When you only have to substitute one or two things, "str %s and %s" % (one,two) is no big deal, but here is quite annoying having to keep track of the location of all the separate variables when the list grows. Also we are really just recycling the same object to be replaced multiple times. I thought this is python, so there must be an easier way, and sure enough there is! A simple alternative is to use the format modifier to a string object. Format can take a vector of arguments, so the prior example would be "str {0} and {1}".format(one,two). Instead of %s, you place brackets and the index position of the argument (and Python has zero based indices, so the first element is always 0).

Here is the SPSS syntax updated to use format for string substitution.
*This is much simpler using ".format" for substitution.
BEGIN PROGRAM Python.

var = ["V1","V2","V3"]
lab = ["Var 1","Var 2","Var 3"]

for v,l in zip(var,lab):
spss.Submit("""
*Descriptive statistics.
FREQ {0}.
CORRELATIONS /VARIABLES=X1 X2 X3 {0}.
*Graph 1.
GRAPH /SCATTERPLOT(BIVAR)=X1 WITH {0} /TITLE = "{1}".
*Graph 2.
GRAPH /SCATTERPLOT(BIVAR)=X2 WITH {0} /TITLE = "{1}".
*Graph 3.
GRAPH /SCATTERPLOT(BIVAR)=X3 WITH {0} /TITLE = "{1}".
""".format(v,l))
END PROGRAM.

Much simpler. You can use a dictionary with the % substitution to the same effect, but here the format modifier is a quite simple solution. Another option I might explore more in the future are using string templates, which seem a good candidate for long strings of SPSS code.






#data-manipulation
#Programmability
#python
#SPSS
#SPSSStatistics
4 comments
9 views

Permalink

Comments

Sun February 22, 2015 09:17 AM

This message was posted by a user wishing to remain anonymous
[…] my prior post Jon and Jignesh both made the comment that using locals() in string substitution provides for […]
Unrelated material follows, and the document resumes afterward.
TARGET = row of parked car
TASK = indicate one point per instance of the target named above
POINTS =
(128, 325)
Fri February 20, 2015 01:24 PM

That is fair (Jignesh shares the same opinion apparently). When staring at a hundred lines of GGRAPH code I like "{?}" as I think it stands out a bit more than "%()s", which is the bigger problem than seeing what is exactly substituted, but it is not a big difference.

Fri February 20, 2015 01:11 PM

I tend to use the locals() variation of this as it makes it clear what is being substituted into the body of the string. The "s" on the right hand side of the parenthesis (in the code below) indicates to format the variable as a string. Alternatives could be "03d", which produces 3 digit integer with 0's left padded, and other such python formatting alternatives are available also.

*Using locals() method.
BEGIN PROGRAM Python.

var = ["V1","V2","V3"]
lab = ["Var 1","Var 2","Var 3"]

for v,l in zip(var,lab):
spss.Submit("""
*Descriptive statistics.
FREQ %(v)s.
CORRELATIONS /VARIABLES=X1 X2 X3 %(v)s.
*Graph 1.
GRAPH /SCATTERPLOT(BIVAR)=X1 WITH %(v)s /TITLE = "%(v)s".
*Graph 2.
GRAPH /SCATTERPLOT(BIVAR)=X2 WITH %(v)s /TITLE = "%(v)s".
*Graph 3.
GRAPH /SCATTERPLOT(BIVAR)=X3 WITH %(v)s /TITLE = "%(v)s".
""" % locals ())
END PROGRAM.

Fri February 20, 2015 12:42 PM

I much prefer to use the named substitution method, e.g.
"""text %(abc)s and %(def)s""" % locals()
While the format mechanism can be better than simple %s, using named substitutions generally gives more readable code IMO.

-Jon Peck (WP seems to have picked my WP account here, which wasn't what I intended.)